4. If no grace period is processed and the CPU has an RCU callback waiting for the grace period, a new grace period begins (via cpu_needs_another_gp() and rcu_start_gp()).

5. When the grace period is over, call the CPU's callback (via rcu_do_batch()).

These interfaces are carefully implemented to avoid BUGs, such as: bugs that report static status from the previous grace period to the current grace period.

2.7.4. Entering and Exiting Dynticks Idle Mode

The scheduler calls rcu_enter_nohz() to enter dynticks-idle mode and calls rcu_exit_nohz() to leave this mode. The rcu_enter_nohz() function increments the per-CPU dynticks_nesting variable and also increments the per-CPU dynticks counter. The latter must then have an even number. The rcu_exit_nohz() function decrements the per-CPU dynticks_nesting variable and once again increments the per-CPU dynticks counter, which will have an odd value.

The dynticks counter can be sampled by other CPUs. If its value is even, the CPU is in an extended standstill. Similarly, if the counter changes during a particular grace period, the CPU must be in an extended standstill at some point during the grace period. However, we need to sample another dynticks_nmi per CPU variable, which we will discuss later.

2.7.5. Entering Interrupts from Dynticks Idle Mode

The interrupts entered from dynticks idle mode are handled by rcu_irq_enter() and rcu_irq_exit(). The rcu_irq_enter() function increments the per-CPU dynticks_nesting variable. If this variable is 0, it also increments the dynticks per-CPU variable (it will have an odd value).

The rcu_irq_exit() function decrements the per-CPU dynticks_nesting variable.

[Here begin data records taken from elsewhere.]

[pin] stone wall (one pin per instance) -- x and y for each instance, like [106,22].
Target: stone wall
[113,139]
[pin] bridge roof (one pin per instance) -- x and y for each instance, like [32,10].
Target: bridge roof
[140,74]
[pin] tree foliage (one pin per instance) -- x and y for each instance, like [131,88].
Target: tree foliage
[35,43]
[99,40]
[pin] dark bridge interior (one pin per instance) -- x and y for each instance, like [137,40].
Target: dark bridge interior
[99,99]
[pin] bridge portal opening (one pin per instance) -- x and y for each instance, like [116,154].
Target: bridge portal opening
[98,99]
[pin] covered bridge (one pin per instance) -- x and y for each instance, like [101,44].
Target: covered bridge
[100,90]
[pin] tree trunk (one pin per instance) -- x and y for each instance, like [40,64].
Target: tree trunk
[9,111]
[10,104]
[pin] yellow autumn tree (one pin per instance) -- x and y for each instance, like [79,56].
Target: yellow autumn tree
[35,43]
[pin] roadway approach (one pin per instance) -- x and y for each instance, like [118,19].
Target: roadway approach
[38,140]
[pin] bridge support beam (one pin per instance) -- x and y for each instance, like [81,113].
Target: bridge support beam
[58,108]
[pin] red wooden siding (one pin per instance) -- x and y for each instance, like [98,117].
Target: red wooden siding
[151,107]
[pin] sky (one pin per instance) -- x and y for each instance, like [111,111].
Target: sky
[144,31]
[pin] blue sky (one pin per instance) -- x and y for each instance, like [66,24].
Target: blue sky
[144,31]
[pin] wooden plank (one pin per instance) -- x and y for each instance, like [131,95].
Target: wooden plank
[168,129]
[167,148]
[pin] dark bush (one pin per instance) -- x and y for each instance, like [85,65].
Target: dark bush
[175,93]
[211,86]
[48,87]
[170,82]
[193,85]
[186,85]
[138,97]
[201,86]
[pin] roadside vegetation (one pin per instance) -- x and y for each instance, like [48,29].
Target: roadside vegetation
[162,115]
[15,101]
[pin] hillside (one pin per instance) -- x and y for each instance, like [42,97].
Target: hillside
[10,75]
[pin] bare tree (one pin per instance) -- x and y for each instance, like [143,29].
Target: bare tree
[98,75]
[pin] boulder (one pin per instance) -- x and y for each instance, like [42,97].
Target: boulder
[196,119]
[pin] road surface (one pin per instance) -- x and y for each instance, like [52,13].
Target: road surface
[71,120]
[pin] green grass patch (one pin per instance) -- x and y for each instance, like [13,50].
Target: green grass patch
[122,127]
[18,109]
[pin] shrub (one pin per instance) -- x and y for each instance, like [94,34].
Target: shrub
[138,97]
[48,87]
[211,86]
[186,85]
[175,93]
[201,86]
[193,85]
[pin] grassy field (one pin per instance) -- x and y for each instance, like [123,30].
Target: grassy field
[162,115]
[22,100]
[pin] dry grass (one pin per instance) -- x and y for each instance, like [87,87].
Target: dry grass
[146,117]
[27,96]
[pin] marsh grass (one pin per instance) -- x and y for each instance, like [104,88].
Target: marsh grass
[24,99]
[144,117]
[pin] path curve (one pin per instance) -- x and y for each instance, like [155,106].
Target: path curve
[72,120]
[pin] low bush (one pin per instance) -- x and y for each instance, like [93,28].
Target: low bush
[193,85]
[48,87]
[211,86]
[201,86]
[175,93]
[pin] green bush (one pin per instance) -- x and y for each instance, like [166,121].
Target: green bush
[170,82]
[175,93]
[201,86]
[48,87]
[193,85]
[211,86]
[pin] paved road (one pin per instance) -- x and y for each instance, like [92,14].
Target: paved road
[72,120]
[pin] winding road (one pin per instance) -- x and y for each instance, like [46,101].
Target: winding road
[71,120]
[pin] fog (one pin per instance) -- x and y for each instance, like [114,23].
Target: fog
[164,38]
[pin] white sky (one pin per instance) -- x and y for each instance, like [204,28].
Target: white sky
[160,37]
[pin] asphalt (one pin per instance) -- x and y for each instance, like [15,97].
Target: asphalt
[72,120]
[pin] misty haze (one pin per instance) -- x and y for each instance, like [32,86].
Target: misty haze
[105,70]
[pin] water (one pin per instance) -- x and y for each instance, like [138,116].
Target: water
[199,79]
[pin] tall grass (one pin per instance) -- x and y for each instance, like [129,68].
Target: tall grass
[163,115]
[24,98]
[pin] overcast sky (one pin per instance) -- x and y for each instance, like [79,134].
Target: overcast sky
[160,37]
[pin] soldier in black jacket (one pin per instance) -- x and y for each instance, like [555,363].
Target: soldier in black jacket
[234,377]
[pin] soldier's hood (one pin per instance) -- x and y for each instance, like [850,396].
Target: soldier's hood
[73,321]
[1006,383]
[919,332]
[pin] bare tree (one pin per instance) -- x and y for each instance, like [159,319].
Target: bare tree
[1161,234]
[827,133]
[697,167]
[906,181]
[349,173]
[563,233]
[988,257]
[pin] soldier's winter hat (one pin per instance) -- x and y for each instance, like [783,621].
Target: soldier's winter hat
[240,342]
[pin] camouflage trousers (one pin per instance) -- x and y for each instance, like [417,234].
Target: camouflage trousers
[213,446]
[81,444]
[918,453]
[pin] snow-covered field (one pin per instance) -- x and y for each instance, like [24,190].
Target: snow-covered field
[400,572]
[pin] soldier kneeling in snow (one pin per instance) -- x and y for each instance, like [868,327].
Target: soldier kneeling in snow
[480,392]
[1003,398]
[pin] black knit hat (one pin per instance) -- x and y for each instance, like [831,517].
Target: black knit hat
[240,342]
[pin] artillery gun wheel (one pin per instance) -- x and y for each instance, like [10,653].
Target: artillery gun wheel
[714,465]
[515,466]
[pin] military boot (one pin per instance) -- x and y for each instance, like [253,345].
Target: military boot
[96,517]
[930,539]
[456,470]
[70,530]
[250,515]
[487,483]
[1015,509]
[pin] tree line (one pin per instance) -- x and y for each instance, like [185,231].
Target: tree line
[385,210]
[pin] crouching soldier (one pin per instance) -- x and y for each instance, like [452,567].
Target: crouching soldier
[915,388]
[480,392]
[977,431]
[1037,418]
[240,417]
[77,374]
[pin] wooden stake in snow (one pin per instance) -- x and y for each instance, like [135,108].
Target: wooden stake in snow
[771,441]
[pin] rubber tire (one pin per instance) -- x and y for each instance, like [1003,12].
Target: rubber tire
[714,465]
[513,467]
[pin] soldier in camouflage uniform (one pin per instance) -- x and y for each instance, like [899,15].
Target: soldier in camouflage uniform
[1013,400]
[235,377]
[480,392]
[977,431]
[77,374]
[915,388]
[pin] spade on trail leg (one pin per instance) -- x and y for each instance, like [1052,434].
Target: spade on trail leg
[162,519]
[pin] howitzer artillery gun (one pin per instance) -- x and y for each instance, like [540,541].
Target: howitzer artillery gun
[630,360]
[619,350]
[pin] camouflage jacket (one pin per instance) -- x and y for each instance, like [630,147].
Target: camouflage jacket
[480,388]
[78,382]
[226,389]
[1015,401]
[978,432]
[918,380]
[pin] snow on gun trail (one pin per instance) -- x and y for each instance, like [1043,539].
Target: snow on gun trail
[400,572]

And, if the new value is 0, it also increments dynticks per CPU variable (it will have an even number).

Note: entering the interrupt will deal with the exit dynticks idle mode, and vice versa. The inconsistency between entry and exit may cause some confusion, without warning you should also want to get this.

2.7.6. Entering NMI from Dynticks Idle Mode

Entering NMI from dynticks idle mode is handled by rcu_nmi_enter() and rcu_nmi_exit(). These functions increment the dynticks_nmi counter at the same time, but only if the aforementioned dynticks count is even. In other words, if the NMI occurs in non-dynticks-idle mode or in an interrupted state, the NMI will not operate the dynticks_nmi counter.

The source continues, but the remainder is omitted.